Pair Corralation between Phibro Animal and Digital Turbine

Assuming the 90 days horizon Phibro Animal Health is expected to under-perform the Digital Turbine. But the stock apears to be less risky and, when comparing its historical volatility, Phibro Animal Health is 4.72 times less risky than Digital Turbine. The stock trades about -0.01 of its potential returns per unit of risk. The Digital Turbine is currently generating about 0.13 of returns per unit of risk over similar time horizon. If you would invest  164.00  in Digital Turbine on December 20, 2024 and sell it today you would earn a total of  155.00  from holding Digital Turbine or generate 94.51% return on investment over 90 days.
Time Period3 Months [change]
DirectionMoves Together 
StrengthStrong
Accuracy100.0%
ValuesDaily Returns

Phibro Animal Health  vs.  Digital Turbine

 Performance 
       Timeline  
Phibro Animal Health 

Risk-Adjusted Performance

Very Weak

 
Weak
 
Strong
Over the last 90 days Phibro Animal Health has generated negative risk-adjusted returns adding no value to investors with long positions. Despite nearly stable basic indicators, Phibro Animal is not utilizing all of its potentials. The current stock price disturbance, may contribute to mid-run losses for the stockholders.
Digital Turbine 

Risk-Adjusted Performance

OK

 
Weak
 
Strong
Compared to the overall equity markets, risk-adjusted returns on investments in Digital Turbine are ranked lower than 10 (%) of all global equities and portfolios over the last 90 days. Despite nearly fragile basic indicators, Digital Turbine reported solid returns over the last few months and may actually be approaching a breakup point.

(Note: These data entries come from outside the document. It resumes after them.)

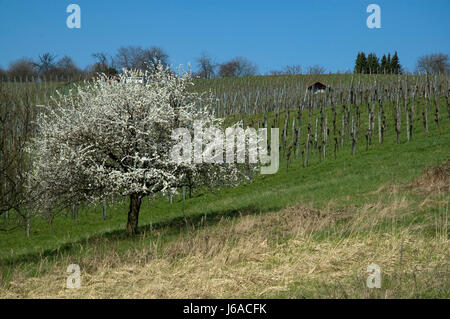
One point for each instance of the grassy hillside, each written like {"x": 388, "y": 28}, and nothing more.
{"x": 303, "y": 232}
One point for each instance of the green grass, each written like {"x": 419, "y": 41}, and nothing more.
{"x": 347, "y": 182}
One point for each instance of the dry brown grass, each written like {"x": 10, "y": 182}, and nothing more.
{"x": 257, "y": 256}
{"x": 434, "y": 180}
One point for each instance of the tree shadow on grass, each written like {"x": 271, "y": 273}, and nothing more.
{"x": 171, "y": 226}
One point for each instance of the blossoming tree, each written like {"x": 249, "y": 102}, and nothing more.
{"x": 108, "y": 137}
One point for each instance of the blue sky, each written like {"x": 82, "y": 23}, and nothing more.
{"x": 270, "y": 33}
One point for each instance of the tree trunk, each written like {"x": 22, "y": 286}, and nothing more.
{"x": 133, "y": 214}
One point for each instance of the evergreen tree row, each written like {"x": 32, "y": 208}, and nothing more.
{"x": 372, "y": 65}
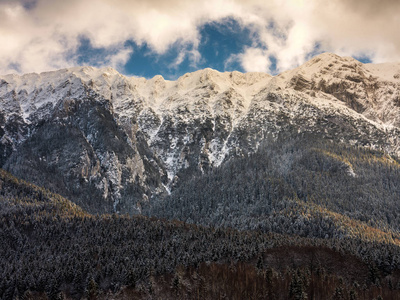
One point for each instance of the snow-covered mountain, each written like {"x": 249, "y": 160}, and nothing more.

Phibro Animal and Digital Turbine Volatility Contrast

   Predicted Return Density   
       Returns  

Pair Trading with Phibro Animal and Digital Turbine

The main advantage of trading using opposite Phibro Animal and Digital Turbine positions is that it hedges away some unsystematic risk. Because of two separate transactions, even if Phibro Animal position performs unexpectedly, Digital Turbine can make up some of the losses. Pair trading also minimizes risk from directional movements in the market. For example, if an entire industry or sector drops because of unexpected headlines, the short position in Digital Turbine will offset losses from the drop in Digital Turbine's long position.
The idea behind Phibro Animal Health and Digital Turbine pairs trading is to make the combined position market-neutral, meaning the overall market's direction will not affect its win or loss (or potential downside or upside). This can be achieved by designing a pairs trade with two highly correlated stocks or equities that operate in a similar space or sector, making it possible to obtain profits through simple and relatively low-risk investment.
Check out your portfolio center.
Note that this page's information should be used as a complementary analysis to find the right mix of equity instruments to add to your existing portfolios or create a brand new portfolio. You can also try the Price Ceiling Movement module to calculate and plot Price Ceiling Movement for different equity instruments.